Even if the initiation and pursuit of such action has no effect at all on economic activity, the recovery from the recession could drag on for awhile, and the sluggish recovery could be attributed, in part, to the government's action. Thus, initiating an anti-trust suit against a large, economically important firm would leave the party in power vulnerable to a charge from the other side that their "overly zealous" enforcement of these laws prolonged the recession. As a political calculation, why not wait until things improve before taking such potentially politically volatile action?
There may be other reasons to wait as well. e.g. needing votes to pass a stimulus package that might be lost if anti-trust action is announced. So it seems quite likely that an administration might decide to delay action until the economy is on more solid footing rather than taking action that might upset the economy or leave them politically vulnerable to charges of making conditions worse. It could also be that these types of cases are complicated and take time to build, and with no foundation from the previous administration to build upon, it's too soon to expect results.

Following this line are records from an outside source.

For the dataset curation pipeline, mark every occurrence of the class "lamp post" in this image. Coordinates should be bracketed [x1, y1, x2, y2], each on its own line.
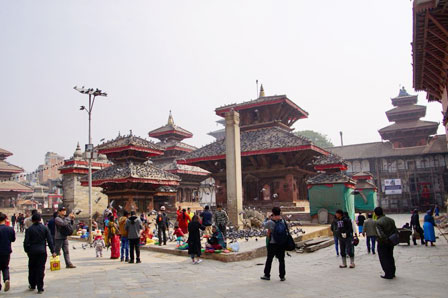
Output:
[73, 86, 107, 243]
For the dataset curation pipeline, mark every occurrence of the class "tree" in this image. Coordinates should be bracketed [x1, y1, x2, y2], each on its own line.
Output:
[296, 130, 334, 148]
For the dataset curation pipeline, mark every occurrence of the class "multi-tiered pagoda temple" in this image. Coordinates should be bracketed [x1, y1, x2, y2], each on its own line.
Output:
[178, 87, 328, 211]
[0, 148, 33, 212]
[148, 111, 210, 210]
[379, 87, 439, 148]
[82, 132, 180, 212]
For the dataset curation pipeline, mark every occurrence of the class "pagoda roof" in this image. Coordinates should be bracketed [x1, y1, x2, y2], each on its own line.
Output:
[0, 181, 33, 193]
[215, 95, 308, 118]
[327, 135, 448, 160]
[0, 148, 12, 159]
[148, 111, 193, 139]
[178, 126, 328, 163]
[96, 134, 164, 155]
[0, 160, 23, 173]
[306, 172, 356, 185]
[378, 120, 439, 134]
[86, 162, 181, 186]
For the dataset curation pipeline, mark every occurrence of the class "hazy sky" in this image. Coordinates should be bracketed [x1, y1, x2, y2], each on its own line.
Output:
[0, 0, 443, 171]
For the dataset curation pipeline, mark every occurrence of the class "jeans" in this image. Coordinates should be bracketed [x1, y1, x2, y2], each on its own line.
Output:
[264, 243, 286, 278]
[378, 242, 396, 278]
[121, 236, 129, 260]
[333, 235, 339, 256]
[54, 239, 72, 266]
[339, 236, 355, 258]
[0, 254, 11, 281]
[366, 236, 376, 253]
[129, 238, 140, 262]
[28, 253, 47, 290]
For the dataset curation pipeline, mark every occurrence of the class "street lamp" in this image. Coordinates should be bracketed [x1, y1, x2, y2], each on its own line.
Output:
[73, 86, 107, 243]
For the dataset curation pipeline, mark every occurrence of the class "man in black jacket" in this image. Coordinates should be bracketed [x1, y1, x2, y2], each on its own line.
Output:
[156, 206, 170, 246]
[23, 213, 56, 294]
[0, 212, 16, 292]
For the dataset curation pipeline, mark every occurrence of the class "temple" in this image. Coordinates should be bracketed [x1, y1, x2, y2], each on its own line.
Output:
[148, 111, 210, 210]
[0, 148, 33, 213]
[379, 87, 439, 148]
[178, 87, 328, 209]
[81, 132, 180, 212]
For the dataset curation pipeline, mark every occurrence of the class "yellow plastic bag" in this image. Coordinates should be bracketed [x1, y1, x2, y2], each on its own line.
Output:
[50, 256, 61, 271]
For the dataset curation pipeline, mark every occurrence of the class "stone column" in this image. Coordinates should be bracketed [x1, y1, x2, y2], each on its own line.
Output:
[226, 109, 243, 228]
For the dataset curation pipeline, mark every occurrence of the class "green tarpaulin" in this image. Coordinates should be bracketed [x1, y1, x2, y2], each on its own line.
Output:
[308, 184, 355, 220]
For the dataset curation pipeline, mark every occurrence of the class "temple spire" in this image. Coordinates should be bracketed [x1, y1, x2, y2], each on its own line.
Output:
[259, 84, 265, 97]
[168, 110, 174, 125]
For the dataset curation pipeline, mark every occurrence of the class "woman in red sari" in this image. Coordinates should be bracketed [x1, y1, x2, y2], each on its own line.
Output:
[177, 209, 190, 234]
[107, 215, 120, 259]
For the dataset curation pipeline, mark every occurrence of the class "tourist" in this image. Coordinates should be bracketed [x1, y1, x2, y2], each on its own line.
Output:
[11, 213, 17, 229]
[118, 210, 129, 262]
[0, 212, 16, 292]
[261, 207, 287, 281]
[47, 212, 58, 243]
[177, 209, 190, 234]
[206, 226, 226, 250]
[186, 215, 205, 265]
[173, 225, 185, 245]
[410, 209, 425, 245]
[156, 206, 170, 246]
[362, 213, 376, 254]
[107, 215, 120, 259]
[331, 216, 339, 257]
[200, 205, 213, 235]
[93, 230, 105, 261]
[54, 207, 76, 269]
[215, 205, 229, 238]
[374, 207, 397, 279]
[23, 213, 56, 294]
[423, 210, 436, 246]
[336, 209, 355, 268]
[356, 212, 366, 235]
[125, 211, 143, 264]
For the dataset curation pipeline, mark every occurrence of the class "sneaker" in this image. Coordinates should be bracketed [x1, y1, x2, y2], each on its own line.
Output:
[5, 279, 11, 292]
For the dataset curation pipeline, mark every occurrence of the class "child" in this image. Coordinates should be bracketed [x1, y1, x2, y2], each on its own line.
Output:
[173, 225, 185, 245]
[93, 230, 106, 258]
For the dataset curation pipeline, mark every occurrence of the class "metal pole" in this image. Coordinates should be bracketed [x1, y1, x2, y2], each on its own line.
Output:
[88, 94, 93, 243]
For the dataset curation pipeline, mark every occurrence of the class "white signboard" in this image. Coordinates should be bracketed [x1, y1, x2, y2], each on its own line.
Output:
[384, 179, 402, 195]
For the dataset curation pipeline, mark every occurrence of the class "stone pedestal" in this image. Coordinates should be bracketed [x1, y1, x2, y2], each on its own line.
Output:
[226, 110, 243, 228]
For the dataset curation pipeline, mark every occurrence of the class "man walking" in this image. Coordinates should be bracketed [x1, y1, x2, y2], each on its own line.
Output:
[156, 206, 170, 246]
[362, 213, 376, 254]
[0, 212, 16, 292]
[54, 207, 76, 268]
[118, 210, 129, 262]
[336, 209, 355, 268]
[23, 213, 56, 294]
[261, 207, 287, 281]
[125, 211, 143, 264]
[215, 205, 229, 239]
[200, 205, 213, 235]
[375, 207, 397, 279]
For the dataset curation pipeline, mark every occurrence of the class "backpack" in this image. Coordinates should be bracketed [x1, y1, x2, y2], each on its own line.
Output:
[272, 220, 288, 245]
[59, 224, 73, 237]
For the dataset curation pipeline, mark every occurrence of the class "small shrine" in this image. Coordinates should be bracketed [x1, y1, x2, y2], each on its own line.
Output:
[352, 172, 378, 212]
[82, 131, 181, 212]
[307, 154, 356, 223]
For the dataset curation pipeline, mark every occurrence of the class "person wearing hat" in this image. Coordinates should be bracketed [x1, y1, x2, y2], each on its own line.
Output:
[156, 206, 170, 246]
[23, 213, 56, 294]
[54, 207, 76, 268]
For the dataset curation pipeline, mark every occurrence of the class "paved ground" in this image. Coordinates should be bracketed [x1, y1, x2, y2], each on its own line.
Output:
[0, 215, 448, 298]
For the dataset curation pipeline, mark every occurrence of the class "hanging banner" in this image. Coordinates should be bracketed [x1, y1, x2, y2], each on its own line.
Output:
[384, 179, 402, 195]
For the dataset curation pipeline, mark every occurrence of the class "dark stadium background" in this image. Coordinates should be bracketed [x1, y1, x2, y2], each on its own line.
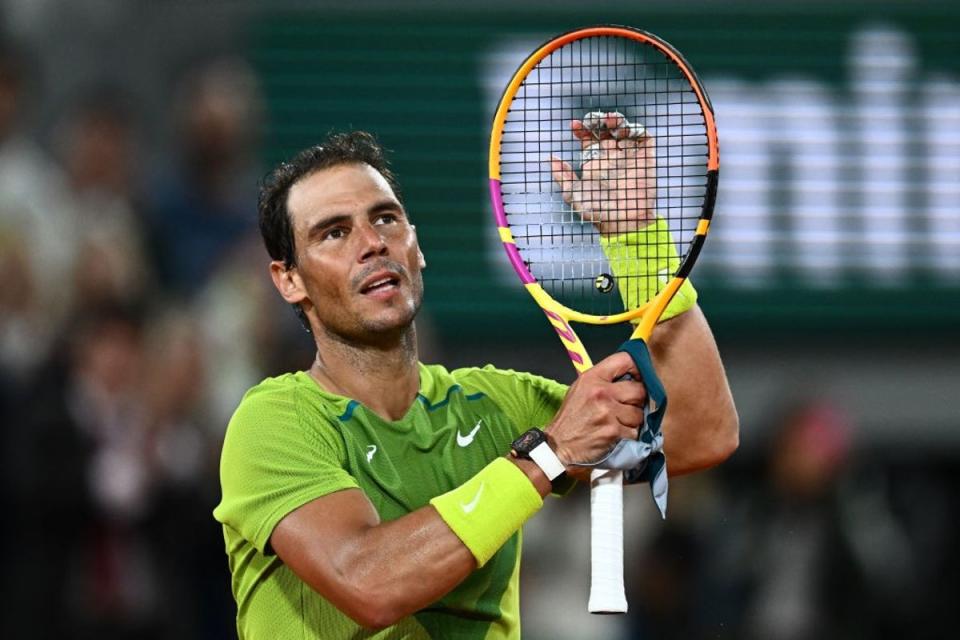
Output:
[0, 0, 960, 640]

But I also worry that, for whatever reason, the administration won't actually take the needed action even when things get better and they've had plenty of time to build their case. One argument used in the past to forestall the regulation of market power is the argument that markets are self-regulating, that they can take care of market power problems by themselves (and it's best to let them do so). We've seen how well the self-regulation argument works when it's applied to financial markets, and it doesn't work any better when it comes to market power. Regulation and effective enforcement of the rules are needed to solve the problem.

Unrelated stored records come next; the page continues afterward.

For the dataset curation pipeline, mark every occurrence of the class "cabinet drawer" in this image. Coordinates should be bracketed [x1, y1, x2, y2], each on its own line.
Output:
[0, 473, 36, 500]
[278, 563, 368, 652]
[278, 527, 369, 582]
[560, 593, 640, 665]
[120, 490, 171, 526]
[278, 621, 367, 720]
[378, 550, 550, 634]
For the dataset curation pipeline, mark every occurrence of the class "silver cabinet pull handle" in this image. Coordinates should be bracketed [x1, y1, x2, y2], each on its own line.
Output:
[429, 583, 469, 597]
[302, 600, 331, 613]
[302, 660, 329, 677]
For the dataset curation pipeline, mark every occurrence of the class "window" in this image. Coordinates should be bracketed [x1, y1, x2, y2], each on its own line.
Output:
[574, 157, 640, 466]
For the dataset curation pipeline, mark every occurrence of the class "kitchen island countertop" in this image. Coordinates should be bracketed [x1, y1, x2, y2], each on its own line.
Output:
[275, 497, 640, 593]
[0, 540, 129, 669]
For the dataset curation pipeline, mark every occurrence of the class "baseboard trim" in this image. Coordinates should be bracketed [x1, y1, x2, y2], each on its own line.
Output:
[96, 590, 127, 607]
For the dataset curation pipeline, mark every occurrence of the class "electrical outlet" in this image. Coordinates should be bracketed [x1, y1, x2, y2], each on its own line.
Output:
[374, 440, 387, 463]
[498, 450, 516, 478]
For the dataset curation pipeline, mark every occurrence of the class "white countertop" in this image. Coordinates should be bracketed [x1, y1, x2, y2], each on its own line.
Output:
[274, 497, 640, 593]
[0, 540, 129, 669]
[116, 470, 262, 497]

It's costly when one or a few firms dominate markets, and it's not just the economic losses that are the problem. Excessive size also gives firms political power and influence and this, too, is costly. We should have done something about this long ago -- perhaps more attention to the costs associated with excessive size and power would have left us less tolerant of too big to fail firms in the financial sector. But in any case, I hope the administration follows up on its increased scrutiny of market power and anti-competitive behavior with meaningful action. We shall see.